Ich lag mit 39,5 Grad Fieber im Bett, als meine Schwiegermutter mich mit kaltem Wasser übergoss und mich aufforderte aufzustehen und Gäste zu empfangen: Genau da tat ich es … 🫣😲

39,5 Grad Temperatur, Schmerzen im ganzen Körper, der Hals wie mit Schleifpapier verbrannt, der Kopf zerspringt, ein dröhnendes Rauschen in den Ohren. Ich beschloss, wenigstens ein wenig zu schlafen, eingewickelt in eine Decke, um für einen Moment diesen Höllenschmerz zu vergessen. Es schien, als wäre der Schlaf die einzige Rettung.
Zuerst träumte ich seltsame, schwere Albträume — als würde ich durch zähen Schlamm gehen und jemand mich immer weiter nach unten zieht. Doch plötzlich ergoss sich eiskaltes Wasser in mein Gesicht. Ich zuckte zusammen, keuchte, öffnete mühsam die Augen und sah eine Gestalt über mir.
„Du schläfst noch?!“ — eine scharfe, heisere Stimme durchbohrte meine Ohren.
Es war meine Schwiegermutter. Ihr Gesicht war wie aus Stein, die Lippen zu einer dünnen, fast weißen Linie zusammengepresst. Die Hände zu Fäusten geballt. Sie stand über mir, als hätte sie mich bei etwas Schändlichem ertappt.
„Steh auf!“ — schrie sie fast. „In einer Stunde kommen die Gäste! Alles muss glänzen! Aufräumen, den Tisch decken! Sitz hier nicht wie eine faule Person!“
Ich wollte etwas sagen, aber mir fehlten die Kräfte. Stattdessen richtete ich mich mühsam auf und versuchte, mir das kalte Wasser aus dem Gesicht zu wischen, während mich ein feines Zittern durchlief.
„Mama… ich habe 39,5 Fieber… ich kann nicht einmal… meinen Kopf heben…“ — meine Stimme war schwach.
Doch sie winkte nur ab.
„Ach, hör auf! Alle sind mal krank. Ich war auch krank und habe trotzdem alles gemacht! Blamier mich nicht vor den Gästen!“
In diesem Moment riss etwas in mir.
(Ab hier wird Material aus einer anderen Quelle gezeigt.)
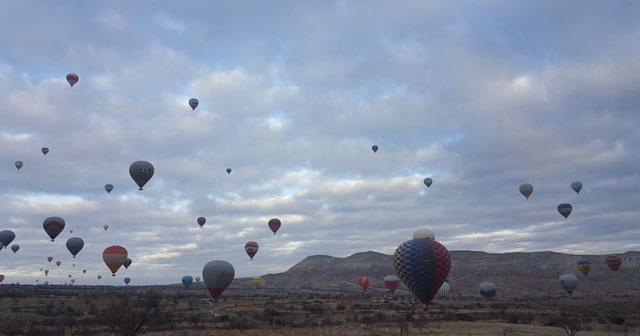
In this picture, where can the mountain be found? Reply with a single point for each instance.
(531, 273)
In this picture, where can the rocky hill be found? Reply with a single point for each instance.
(515, 274)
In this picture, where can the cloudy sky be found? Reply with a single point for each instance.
(479, 96)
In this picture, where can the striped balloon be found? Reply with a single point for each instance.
(423, 265)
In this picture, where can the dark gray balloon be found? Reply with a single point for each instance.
(6, 237)
(74, 245)
(141, 172)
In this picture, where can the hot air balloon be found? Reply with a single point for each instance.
(72, 78)
(75, 245)
(488, 289)
(127, 263)
(53, 226)
(526, 189)
(364, 283)
(576, 186)
(114, 257)
(428, 181)
(424, 234)
(201, 221)
(423, 265)
(391, 282)
(444, 290)
(569, 282)
(274, 225)
(614, 262)
(141, 172)
(193, 102)
(6, 237)
(256, 281)
(565, 209)
(251, 248)
(584, 266)
(187, 280)
(217, 275)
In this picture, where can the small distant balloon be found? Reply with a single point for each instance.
(576, 186)
(72, 78)
(274, 225)
(526, 189)
(569, 282)
(251, 248)
(53, 226)
(565, 209)
(193, 102)
(141, 172)
(428, 181)
(6, 237)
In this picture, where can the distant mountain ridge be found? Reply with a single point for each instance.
(533, 273)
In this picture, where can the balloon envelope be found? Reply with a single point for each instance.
(423, 265)
(364, 283)
(251, 248)
(428, 181)
(576, 186)
(53, 226)
(391, 282)
(424, 234)
(569, 282)
(193, 102)
(565, 209)
(201, 221)
(114, 257)
(141, 172)
(526, 189)
(488, 289)
(72, 78)
(187, 280)
(614, 262)
(584, 266)
(217, 275)
(6, 237)
(74, 245)
(274, 225)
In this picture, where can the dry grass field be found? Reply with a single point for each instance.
(164, 311)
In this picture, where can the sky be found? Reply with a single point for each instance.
(480, 96)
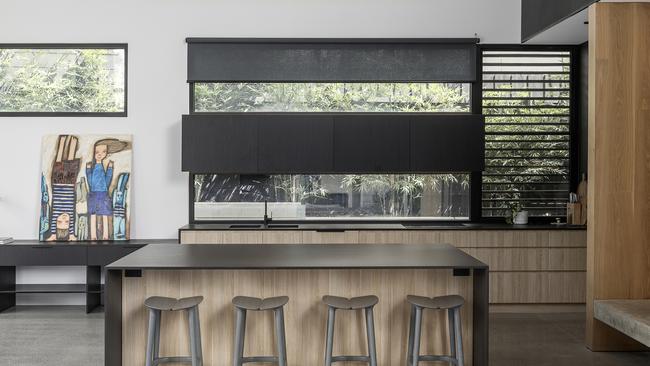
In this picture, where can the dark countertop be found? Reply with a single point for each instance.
(100, 243)
(379, 226)
(297, 256)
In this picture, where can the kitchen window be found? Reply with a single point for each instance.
(324, 197)
(527, 103)
(63, 80)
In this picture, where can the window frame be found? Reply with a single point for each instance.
(121, 46)
(574, 111)
(476, 178)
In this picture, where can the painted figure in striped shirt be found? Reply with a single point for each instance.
(99, 174)
(65, 170)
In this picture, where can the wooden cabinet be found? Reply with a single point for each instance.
(526, 266)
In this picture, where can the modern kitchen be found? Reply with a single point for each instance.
(383, 183)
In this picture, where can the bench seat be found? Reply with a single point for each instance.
(630, 317)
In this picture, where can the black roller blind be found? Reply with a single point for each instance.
(316, 60)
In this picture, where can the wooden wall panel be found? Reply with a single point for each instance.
(534, 252)
(537, 287)
(305, 314)
(618, 254)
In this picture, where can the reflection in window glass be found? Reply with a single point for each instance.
(332, 97)
(66, 80)
(304, 197)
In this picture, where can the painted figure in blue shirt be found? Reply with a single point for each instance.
(99, 175)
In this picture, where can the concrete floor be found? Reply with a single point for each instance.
(38, 336)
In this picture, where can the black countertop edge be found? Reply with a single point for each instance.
(297, 257)
(99, 243)
(379, 226)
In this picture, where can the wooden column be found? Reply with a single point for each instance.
(618, 249)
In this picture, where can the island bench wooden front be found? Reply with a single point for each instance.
(305, 274)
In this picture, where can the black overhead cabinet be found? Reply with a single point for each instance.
(220, 144)
(302, 143)
(295, 143)
(447, 143)
(369, 143)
Ihre Worte waren nicht nur grausam — sie waren gleichgültig, kalt wie das Wasser, das mich gerade getroffen hatte.
Und dann tat ich es, woraufhin meine Schwiegermutter panisch um Verzeihung flehte, mir es aber egal war. 😱😨

Ich stand langsam aus dem Bett auf. Meine Beine zitterten, die Welt verschwamm vor meinen Augen. Aber ich ging an ihr vorbei, ohne ein Wort zu sagen. Das Telefon lag auf dem Nachttisch — ich nahm es und wählte direkt vor ihr die 103.
— Hallo, Rettungsdienst? Mir geht es sehr schlecht… fast 40 Grad Fieber, starke Schwäche, Schmerzen im Hals und Kopf… ja, die Adresse ist …
Meine Schwiegermutter, als sie das hörte, wurde wütend:
Ich lag mit 39,5 Fieber im Bett, als meine Schwiegermutter mich mit kaltem Wasser übergoss und mir befahl aufzustehen und Gäste zu empfangen: genau da habe ich das getan…
— Was fällt dir ein? In einer Stunde kommen die Gäste!
— Sie haben Gäste. Und ich habe eine Entzündung und Fieber. Und das ist meine Wohnung. — Ich sagte es zum ersten Mal laut, ruhig und klar, ohne mich zu rechtfertigen.
Während ich meine Tasche packte, lief sie in der Küche hin und her und murmelte etwas von einer „verrückten Schwiegertochter“. Aber als nach zwanzig Minuten der Krankenwagen kam, war ich bereits bereit. Der Arzt maß die Temperatur, sah in meinen Hals und sagte:
— Wir fahren ins Krankenhaus. Das ist ernst.
Ich nahm meine Jacke und bevor ich ging, sah ich meine Schwiegermutter an:
— Wenn ich zurückkomme, werden Sie und Ihre Gäste hier nicht mehr sein. Und Sie werden nie wieder ohne meine Erlaubnis hierher kommen. Niemals.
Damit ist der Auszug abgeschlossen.